27 January 2006

O.O.D.A.: Introduction

I've become fascinated with the decision-making matrix that goes under the heading of "O.O.D.A" -- short for "Observe, Orient, Decide, Act". This was formulated by a famous fighter pilot and military thinker, Col. John Boyd, who derived an entire approach to conflict based on continuous feedback. A good graphical example of his OODA schematic is here.

The short version of OODA is that it allows you to get inside the heads of adversaries, unsettle their worldview (by disrupting their schemes for observation, orientation, decision making, and action), and come out on top. Boyd developed his ideas in part by dogfighting: he had a standing bet that he could start with any other fighter pilot on his tail and, within forty seconds, be on that pilot's tail. He never lost the bet. (This earned him the nickname "Forty Second" Boyd.)

There have been roughly a bajillion applications of Boyd's work to the business world, some of which I'll be posting here. For now, here's a link to "Boyd and Military Strategy", which itself points to more of Boyd's work (most of which I haven't even read yet).

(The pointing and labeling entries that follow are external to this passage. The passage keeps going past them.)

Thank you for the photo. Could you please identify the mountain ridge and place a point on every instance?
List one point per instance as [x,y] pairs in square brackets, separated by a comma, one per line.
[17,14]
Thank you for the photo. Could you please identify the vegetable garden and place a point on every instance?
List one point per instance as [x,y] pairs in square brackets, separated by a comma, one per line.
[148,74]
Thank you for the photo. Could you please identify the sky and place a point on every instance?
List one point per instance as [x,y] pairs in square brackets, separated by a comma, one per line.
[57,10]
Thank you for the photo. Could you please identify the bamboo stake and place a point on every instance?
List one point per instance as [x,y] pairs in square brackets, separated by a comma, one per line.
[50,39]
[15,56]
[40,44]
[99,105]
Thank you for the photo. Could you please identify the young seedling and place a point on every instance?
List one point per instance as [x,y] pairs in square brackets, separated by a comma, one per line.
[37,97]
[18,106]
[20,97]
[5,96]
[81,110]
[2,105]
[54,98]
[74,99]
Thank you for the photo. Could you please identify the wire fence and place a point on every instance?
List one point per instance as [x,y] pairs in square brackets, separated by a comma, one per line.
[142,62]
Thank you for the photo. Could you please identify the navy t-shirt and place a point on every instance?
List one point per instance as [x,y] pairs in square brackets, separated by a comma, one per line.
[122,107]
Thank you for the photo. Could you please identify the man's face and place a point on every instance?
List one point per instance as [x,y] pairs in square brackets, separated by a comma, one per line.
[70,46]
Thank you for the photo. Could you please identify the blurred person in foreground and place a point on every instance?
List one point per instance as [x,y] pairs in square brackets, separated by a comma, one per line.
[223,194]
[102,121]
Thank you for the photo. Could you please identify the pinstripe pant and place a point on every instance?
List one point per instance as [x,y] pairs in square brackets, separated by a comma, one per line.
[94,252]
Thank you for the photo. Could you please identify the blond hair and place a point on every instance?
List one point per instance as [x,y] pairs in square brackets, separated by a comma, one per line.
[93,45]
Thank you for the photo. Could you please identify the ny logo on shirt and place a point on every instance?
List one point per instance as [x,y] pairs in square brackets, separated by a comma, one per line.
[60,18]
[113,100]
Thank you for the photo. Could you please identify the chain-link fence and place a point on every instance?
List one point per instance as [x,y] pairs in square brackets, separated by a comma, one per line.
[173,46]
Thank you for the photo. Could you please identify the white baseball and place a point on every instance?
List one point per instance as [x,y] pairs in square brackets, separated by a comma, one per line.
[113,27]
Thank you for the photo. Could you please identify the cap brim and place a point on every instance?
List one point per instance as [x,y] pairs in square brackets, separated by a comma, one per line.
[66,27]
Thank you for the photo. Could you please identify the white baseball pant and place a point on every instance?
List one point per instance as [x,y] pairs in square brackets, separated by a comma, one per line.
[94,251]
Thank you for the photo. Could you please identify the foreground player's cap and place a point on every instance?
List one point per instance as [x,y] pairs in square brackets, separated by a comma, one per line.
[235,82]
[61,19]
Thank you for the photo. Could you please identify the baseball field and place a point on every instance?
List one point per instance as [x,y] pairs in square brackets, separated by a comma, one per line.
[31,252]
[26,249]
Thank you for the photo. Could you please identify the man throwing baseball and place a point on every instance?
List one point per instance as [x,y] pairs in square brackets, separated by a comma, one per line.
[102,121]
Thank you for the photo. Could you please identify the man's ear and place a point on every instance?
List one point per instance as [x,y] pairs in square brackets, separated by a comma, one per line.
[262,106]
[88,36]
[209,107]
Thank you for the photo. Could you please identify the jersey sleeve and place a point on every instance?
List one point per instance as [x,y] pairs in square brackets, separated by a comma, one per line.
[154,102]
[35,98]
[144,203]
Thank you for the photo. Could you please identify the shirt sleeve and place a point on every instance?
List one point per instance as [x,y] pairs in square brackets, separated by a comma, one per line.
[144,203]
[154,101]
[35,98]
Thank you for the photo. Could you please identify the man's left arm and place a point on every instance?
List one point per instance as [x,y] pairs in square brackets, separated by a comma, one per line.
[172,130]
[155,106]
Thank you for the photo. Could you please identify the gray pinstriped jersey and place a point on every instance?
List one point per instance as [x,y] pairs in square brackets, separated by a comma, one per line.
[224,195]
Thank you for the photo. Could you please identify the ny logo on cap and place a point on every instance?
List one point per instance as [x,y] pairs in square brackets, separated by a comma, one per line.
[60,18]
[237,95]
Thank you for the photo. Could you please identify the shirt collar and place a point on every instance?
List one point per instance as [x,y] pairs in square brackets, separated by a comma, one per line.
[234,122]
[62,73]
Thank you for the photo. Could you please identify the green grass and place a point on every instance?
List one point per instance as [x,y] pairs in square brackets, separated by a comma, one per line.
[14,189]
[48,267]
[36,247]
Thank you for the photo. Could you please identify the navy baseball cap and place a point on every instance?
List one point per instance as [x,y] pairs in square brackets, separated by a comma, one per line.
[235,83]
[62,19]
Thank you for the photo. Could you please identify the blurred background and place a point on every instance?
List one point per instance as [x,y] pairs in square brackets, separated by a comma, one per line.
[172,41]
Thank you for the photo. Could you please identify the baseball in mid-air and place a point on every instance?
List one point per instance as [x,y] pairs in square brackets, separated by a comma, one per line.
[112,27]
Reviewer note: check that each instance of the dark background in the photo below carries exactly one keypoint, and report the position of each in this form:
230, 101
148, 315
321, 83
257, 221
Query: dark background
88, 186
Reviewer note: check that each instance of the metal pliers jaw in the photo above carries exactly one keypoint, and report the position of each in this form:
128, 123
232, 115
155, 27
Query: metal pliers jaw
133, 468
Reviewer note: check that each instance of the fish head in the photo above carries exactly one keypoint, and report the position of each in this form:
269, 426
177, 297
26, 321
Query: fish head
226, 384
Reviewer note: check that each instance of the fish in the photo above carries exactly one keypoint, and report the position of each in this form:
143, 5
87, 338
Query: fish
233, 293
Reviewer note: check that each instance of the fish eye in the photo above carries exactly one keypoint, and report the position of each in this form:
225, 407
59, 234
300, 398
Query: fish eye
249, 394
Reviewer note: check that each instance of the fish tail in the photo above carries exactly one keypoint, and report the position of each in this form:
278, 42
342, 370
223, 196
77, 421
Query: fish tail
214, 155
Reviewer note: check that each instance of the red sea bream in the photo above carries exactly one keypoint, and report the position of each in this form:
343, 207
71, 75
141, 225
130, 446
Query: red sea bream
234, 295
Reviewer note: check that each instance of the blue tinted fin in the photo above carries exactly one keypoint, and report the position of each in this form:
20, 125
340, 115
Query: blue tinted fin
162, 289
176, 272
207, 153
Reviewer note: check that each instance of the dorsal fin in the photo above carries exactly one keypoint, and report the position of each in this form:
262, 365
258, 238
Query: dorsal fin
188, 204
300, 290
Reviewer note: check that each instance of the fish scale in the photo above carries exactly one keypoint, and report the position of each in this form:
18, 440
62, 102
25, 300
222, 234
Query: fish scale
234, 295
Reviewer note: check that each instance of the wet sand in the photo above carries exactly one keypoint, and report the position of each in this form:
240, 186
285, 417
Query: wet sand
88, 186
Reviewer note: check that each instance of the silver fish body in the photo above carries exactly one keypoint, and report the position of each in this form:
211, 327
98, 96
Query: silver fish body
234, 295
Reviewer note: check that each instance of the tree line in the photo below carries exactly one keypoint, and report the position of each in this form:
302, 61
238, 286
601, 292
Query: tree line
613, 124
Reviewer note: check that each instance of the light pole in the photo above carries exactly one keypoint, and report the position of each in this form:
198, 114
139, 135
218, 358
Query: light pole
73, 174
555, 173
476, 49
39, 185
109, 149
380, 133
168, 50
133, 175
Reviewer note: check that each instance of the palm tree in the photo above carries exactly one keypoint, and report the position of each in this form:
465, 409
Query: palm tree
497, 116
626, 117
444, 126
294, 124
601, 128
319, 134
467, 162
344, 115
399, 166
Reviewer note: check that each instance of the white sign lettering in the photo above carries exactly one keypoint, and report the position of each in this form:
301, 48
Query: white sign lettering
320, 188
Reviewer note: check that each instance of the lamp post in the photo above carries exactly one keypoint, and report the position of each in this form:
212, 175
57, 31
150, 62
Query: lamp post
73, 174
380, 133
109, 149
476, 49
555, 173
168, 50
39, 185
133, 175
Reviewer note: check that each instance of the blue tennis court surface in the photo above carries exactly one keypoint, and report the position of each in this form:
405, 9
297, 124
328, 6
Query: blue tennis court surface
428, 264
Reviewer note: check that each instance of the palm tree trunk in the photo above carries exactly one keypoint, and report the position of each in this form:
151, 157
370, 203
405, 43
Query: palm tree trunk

My own interest in OODA is not so adversarial; what fascinates me most about it are two things: (1) its application to decision-making at a personal level, and (2) its emphasis on tempo in your actions. Boyd held that if you can increase the tempo by which you work through the OODA loop, you will always have an advantage over those competing against you. This idea, which traces its roots right back to Sun Tzu, is one that is far too often overlooked in business and in personal life: if you work a little more, a little better, a little more sprightly day by day, you'll come out miles ahead.

(Now that I think about it, this last idea meshes well with -- it could even be derived from -- Richard Hamming's amazing, mind-blowing "You and Your Research", about which I'll write more later.)